卓球は観客の騒音レベルや音の重要性がプレーに影響を及ぼす競技

「高架下のような騒音」卓球・パリ五輪の“大きすぎる声援”はなぜ問題なのか? 現地で感じた「打球音が聞こえない」という重大な影響

 パリ五輪がいよいよ佳境を迎える。

 開会式翌日の7月27日から閉会式前日の8月10日まで15日間にわたる長丁場の卓球競技は、パリ市南西部の15区にあるパリ南アリーナ4を舞台に連日、ほぼ満員の観客を集めて盛り上がっている。

 日本で卓球の応援といえば、静かなイメージがあるだろう。

 拍手や声援はポイント間やゲーム間に限り、選手がサーブを出す際にはしーんと静まり返る。プレーを妨げないための観戦マナーだ。

 しかし、国が変われば応援スタイルも変わる。

 ここフランスでは卓球の応援もサッカー並みに熱狂的で、大歓声や指笛はもちろん、太鼓やラッパなどの鳴り物あり、歌の大合唱あり、観客が一斉に「ダダダ」と床を踏み鳴らすパフォーマンスありと、まさに“爆援”だ。

 特にアリーナに設置された仮設スタンドは音が響きやすく、観客が一斉に足踏みをするとまるで鉄道の高架下にいるような騒音レベルになる。

 男子日本のエース張本智和が大会序盤の男子シングルス1回戦の後、「(会場が)本当にうるさくて」とこぼし、それが原因でサーブミスしたことを明かしたが、不慣れな応援スタイルに戸惑うのも無理はなかった。

 ただし張本は決して、集中できなかったという理由だけでサーブミスをしたわけではない。

 卓球という競技は目だけでなく耳でも情報収集するスポーツで、特にサーブはラケット面の向きに加え、ボールとラケット面が接触する際の音でも相手ボールの回転や種類を判別する。

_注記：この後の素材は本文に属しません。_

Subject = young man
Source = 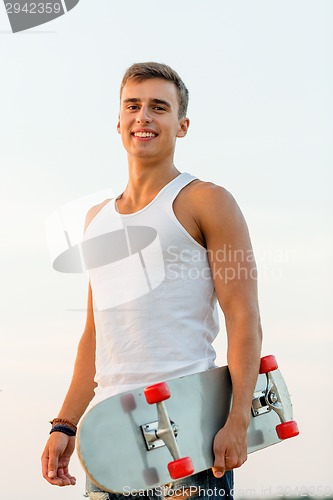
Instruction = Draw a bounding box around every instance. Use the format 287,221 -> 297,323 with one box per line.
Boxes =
41,62 -> 262,499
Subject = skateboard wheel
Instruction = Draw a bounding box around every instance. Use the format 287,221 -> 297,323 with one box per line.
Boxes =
276,420 -> 299,440
144,382 -> 171,404
168,457 -> 194,480
259,355 -> 278,374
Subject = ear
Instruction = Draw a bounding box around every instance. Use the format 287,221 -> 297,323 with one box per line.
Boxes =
176,117 -> 190,138
117,114 -> 121,134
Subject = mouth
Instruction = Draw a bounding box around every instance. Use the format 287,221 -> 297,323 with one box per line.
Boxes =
132,130 -> 158,139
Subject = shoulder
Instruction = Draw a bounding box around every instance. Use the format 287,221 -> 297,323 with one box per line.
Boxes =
187,179 -> 235,203
186,180 -> 240,216
184,179 -> 248,234
84,198 -> 112,232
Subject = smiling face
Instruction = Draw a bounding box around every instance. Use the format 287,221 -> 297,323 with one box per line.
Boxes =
117,78 -> 189,163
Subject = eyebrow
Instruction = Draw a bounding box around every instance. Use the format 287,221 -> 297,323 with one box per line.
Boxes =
123,97 -> 172,109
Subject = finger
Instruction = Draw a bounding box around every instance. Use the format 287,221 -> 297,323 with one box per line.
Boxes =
41,454 -> 49,479
226,452 -> 247,470
62,465 -> 77,485
212,452 -> 226,478
211,466 -> 225,478
49,476 -> 67,486
48,469 -> 73,487
57,467 -> 76,485
47,450 -> 70,480
47,458 -> 59,480
45,456 -> 71,486
41,455 -> 62,485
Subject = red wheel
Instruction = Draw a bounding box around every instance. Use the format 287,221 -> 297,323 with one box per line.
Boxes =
276,420 -> 299,440
259,355 -> 278,374
167,457 -> 194,480
144,382 -> 170,404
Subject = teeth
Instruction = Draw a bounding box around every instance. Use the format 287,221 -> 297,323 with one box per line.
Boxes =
134,132 -> 156,138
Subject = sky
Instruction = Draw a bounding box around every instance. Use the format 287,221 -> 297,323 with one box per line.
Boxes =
0,1 -> 332,499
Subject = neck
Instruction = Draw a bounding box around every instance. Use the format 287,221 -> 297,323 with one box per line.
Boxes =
118,157 -> 180,211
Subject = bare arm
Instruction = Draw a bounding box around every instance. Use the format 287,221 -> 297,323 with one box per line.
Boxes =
41,202 -> 110,486
41,284 -> 97,486
196,183 -> 262,477
56,284 -> 97,423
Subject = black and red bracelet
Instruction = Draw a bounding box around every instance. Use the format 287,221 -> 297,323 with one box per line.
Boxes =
49,418 -> 77,431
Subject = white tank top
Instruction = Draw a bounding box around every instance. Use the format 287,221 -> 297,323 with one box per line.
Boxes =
84,173 -> 219,407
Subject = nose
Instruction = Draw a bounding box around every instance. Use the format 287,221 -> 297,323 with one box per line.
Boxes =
136,106 -> 152,124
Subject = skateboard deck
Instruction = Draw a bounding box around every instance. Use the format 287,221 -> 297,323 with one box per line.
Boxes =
77,355 -> 298,493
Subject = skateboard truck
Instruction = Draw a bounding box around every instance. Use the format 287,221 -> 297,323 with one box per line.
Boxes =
143,382 -> 195,480
252,355 -> 299,440
141,420 -> 179,450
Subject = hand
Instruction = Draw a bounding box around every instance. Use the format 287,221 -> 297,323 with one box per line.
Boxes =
41,432 -> 76,486
211,417 -> 248,478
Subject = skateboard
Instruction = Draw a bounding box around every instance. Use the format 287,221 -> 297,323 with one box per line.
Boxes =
77,355 -> 299,493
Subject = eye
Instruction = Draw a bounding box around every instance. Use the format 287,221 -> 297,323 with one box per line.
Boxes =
127,105 -> 140,111
153,106 -> 166,112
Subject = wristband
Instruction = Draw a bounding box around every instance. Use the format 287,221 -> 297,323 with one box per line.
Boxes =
49,425 -> 76,437
49,418 -> 77,431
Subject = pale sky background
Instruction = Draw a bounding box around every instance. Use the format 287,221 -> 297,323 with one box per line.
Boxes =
0,1 -> 332,499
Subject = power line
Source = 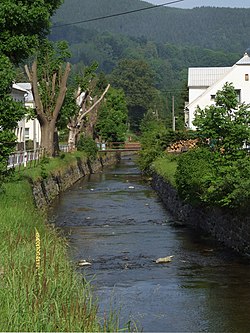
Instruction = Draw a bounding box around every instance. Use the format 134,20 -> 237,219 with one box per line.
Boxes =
52,0 -> 185,28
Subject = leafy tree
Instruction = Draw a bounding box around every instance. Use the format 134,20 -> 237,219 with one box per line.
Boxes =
95,88 -> 128,142
138,118 -> 174,173
0,0 -> 63,186
25,41 -> 71,156
0,0 -> 63,64
0,56 -> 26,186
193,82 -> 250,159
110,59 -> 158,131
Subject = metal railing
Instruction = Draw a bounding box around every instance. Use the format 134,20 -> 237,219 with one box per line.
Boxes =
7,148 -> 45,170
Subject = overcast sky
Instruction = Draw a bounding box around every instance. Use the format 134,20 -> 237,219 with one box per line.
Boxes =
149,0 -> 250,8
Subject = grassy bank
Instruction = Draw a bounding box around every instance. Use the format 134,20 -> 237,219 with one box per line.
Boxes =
0,153 -> 120,332
151,154 -> 178,186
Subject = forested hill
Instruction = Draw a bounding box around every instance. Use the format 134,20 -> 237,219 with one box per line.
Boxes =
52,0 -> 250,53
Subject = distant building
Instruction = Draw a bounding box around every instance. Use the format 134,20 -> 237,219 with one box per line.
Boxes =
185,52 -> 250,129
14,83 -> 41,150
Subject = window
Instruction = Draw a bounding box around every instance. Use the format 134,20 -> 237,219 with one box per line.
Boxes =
25,128 -> 30,140
245,74 -> 249,81
235,89 -> 241,103
211,95 -> 216,101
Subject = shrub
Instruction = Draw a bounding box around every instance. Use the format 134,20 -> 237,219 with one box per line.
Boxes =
175,148 -> 215,205
77,135 -> 98,160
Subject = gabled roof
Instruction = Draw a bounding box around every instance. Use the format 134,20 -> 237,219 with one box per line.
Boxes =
188,67 -> 231,87
236,52 -> 250,65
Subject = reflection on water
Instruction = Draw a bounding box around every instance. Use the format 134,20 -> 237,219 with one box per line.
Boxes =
50,156 -> 250,332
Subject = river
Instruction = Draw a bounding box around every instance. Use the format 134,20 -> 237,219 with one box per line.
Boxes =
50,155 -> 250,332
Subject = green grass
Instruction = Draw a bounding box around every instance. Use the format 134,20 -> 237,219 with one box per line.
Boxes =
151,153 -> 178,186
15,151 -> 88,181
0,153 -> 123,332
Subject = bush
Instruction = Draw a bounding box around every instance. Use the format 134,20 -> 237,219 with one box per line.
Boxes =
176,147 -> 250,211
77,136 -> 98,160
138,120 -> 170,172
175,148 -> 215,205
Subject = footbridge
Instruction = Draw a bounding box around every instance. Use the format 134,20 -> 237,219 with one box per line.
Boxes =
98,142 -> 141,153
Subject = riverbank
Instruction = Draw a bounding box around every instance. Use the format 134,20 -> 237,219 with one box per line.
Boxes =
151,155 -> 250,257
0,151 -> 120,332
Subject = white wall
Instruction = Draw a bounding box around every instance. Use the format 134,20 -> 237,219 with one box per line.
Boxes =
188,64 -> 250,129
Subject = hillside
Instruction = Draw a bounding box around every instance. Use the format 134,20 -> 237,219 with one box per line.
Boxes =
52,0 -> 250,53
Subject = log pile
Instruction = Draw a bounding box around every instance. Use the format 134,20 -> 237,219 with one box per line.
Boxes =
166,139 -> 198,153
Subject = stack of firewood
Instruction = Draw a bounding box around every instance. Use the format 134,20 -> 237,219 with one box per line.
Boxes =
166,139 -> 198,153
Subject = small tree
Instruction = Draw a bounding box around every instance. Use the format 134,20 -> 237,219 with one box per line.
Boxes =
95,88 -> 128,143
193,82 -> 250,158
25,41 -> 71,156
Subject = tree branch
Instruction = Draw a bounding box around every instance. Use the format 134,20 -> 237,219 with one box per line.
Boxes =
79,84 -> 110,123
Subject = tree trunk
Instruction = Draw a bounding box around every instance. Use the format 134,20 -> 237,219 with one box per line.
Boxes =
53,128 -> 60,156
84,99 -> 98,138
67,126 -> 80,152
40,120 -> 56,156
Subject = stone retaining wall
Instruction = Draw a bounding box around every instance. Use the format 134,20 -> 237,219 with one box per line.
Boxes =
32,154 -> 117,209
152,173 -> 250,256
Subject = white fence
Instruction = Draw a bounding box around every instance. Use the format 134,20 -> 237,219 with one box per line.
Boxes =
7,149 -> 45,169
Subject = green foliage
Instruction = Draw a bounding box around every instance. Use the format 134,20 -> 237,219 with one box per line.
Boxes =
110,59 -> 158,131
194,82 -> 250,158
0,165 -> 122,331
95,88 -> 128,142
51,9 -> 240,133
60,62 -> 99,130
152,154 -> 178,186
77,136 -> 98,160
53,0 -> 250,53
175,148 -> 215,205
176,83 -> 250,211
0,0 -> 63,186
0,55 -> 26,188
36,40 -> 71,114
0,0 -> 63,64
138,119 -> 174,173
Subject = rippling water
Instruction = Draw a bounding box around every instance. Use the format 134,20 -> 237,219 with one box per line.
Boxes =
50,156 -> 250,332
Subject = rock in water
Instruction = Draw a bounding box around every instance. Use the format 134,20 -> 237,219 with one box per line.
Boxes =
155,255 -> 174,264
78,260 -> 91,267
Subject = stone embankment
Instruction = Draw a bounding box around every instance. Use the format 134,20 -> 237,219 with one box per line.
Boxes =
32,154 -> 117,209
152,173 -> 250,257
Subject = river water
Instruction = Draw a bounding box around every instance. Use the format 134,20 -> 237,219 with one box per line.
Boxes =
50,156 -> 250,332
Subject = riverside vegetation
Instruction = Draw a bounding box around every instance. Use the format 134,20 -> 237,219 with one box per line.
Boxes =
139,83 -> 250,214
0,151 -> 123,332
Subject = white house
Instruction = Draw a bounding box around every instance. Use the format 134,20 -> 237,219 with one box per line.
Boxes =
14,83 -> 41,150
185,51 -> 250,129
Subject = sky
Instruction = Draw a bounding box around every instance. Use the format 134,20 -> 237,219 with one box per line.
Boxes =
149,0 -> 250,8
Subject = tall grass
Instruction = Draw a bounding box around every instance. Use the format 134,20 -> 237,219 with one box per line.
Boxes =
0,155 -> 122,332
151,153 -> 178,186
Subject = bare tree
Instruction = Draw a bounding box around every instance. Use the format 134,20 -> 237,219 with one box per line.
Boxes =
67,84 -> 110,151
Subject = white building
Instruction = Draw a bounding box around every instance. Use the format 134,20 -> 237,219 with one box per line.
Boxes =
185,52 -> 250,129
14,83 -> 41,150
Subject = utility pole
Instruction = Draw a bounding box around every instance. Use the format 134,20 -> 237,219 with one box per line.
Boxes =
172,95 -> 175,131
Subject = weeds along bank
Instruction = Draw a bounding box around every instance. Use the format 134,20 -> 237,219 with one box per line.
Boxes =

 逆に自分がサーブを出す時は足で床を「ダン!」と鳴らし、打球音を掻き消したりするほどだ。

 さらに、ラリーでボールを打つ時にはラケットから手に伝わる打球の感覚以外に打球音でインパクトを確かめてもいる。

 そのため会場がうるさいと耳栓をしたような状態になって、耳からの情報量が激減しプレーに少なからず影響があると選手たちは言う。

 対戦相手と3メートル程の至近距離で向き合うため、相手の手元や表情が見え、ボールの重さは2.7グラムと軽い卓球ならではの競技特性と言えるだろう。